Kerry would find easier passage
The other popular contender is Kerry, a senior statesman, chairman of the foreign relations committee, who played Republican candidate Mitt Romney during Obama's preparation debates.
Republican Arizona Senator John McCain, who has been vocal in his criticism against Rice, has already suggested that Kerry would sail though the nomination process. While senators may be more apt to confirm one of their own, Republicans would favour Kerry for political reasons as well.
The Democrats, who hold a slim lead in the Senate, could lose a seat in Massachusetts if Kerry departed to become secretary of state. Massachusetts Republican Scott Brown, who recently lost his Senate seat to Democrat Elizabeth Warren, is still quite popular in the state despite his defeat.

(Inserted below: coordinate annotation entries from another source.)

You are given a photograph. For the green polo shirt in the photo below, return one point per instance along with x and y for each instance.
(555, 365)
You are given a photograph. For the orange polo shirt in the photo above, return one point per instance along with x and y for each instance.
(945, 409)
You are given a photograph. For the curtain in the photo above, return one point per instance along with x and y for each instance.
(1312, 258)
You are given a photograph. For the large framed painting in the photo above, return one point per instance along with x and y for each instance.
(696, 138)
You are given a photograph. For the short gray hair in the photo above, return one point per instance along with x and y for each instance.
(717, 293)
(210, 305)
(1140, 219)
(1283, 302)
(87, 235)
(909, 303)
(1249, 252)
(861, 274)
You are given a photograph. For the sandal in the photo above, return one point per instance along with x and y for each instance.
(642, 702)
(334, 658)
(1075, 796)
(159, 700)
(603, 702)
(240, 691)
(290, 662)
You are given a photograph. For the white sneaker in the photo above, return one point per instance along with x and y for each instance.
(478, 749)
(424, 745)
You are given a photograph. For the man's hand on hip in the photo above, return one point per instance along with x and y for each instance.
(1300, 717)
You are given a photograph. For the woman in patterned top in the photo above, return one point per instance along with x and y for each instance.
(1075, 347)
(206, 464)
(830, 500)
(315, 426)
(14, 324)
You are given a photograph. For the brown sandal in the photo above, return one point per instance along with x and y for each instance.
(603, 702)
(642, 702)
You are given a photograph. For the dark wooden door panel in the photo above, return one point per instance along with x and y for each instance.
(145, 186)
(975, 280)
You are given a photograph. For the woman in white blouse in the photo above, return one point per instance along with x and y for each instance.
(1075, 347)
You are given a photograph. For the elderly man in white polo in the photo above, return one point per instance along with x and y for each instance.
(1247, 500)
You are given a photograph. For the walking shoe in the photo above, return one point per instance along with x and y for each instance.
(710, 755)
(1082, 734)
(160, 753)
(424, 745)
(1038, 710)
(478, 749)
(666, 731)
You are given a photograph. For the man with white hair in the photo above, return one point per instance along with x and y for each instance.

He would still have a good chance of capturing that Senate seat if a special election were held to replace Kerry.
However, Obama could get both Rice and Kerry by placing Rice as secretary of state and giving Kerry the secretary of defence post.
But Hess said that despite all the attention being focused on Rice and Kerry, he wouldn't be surprised if the job went to neither of them.
"Why should it? There are other people as well."
Some have speculated that National Security Adviser Tom Donilon could shift over to become secretary of state or that William Burns, the deputy secretary of state, could get promoted to the position.
There have been some suggestions that Obama could choose a Republican, like former senator Richard Lugar, who lost the Senate primary to Tea Party candidate Richard Mourdock, or Jon Huntsman, former Utah governor and presidential candidate who worked in the Obama administration as an ambassador to China.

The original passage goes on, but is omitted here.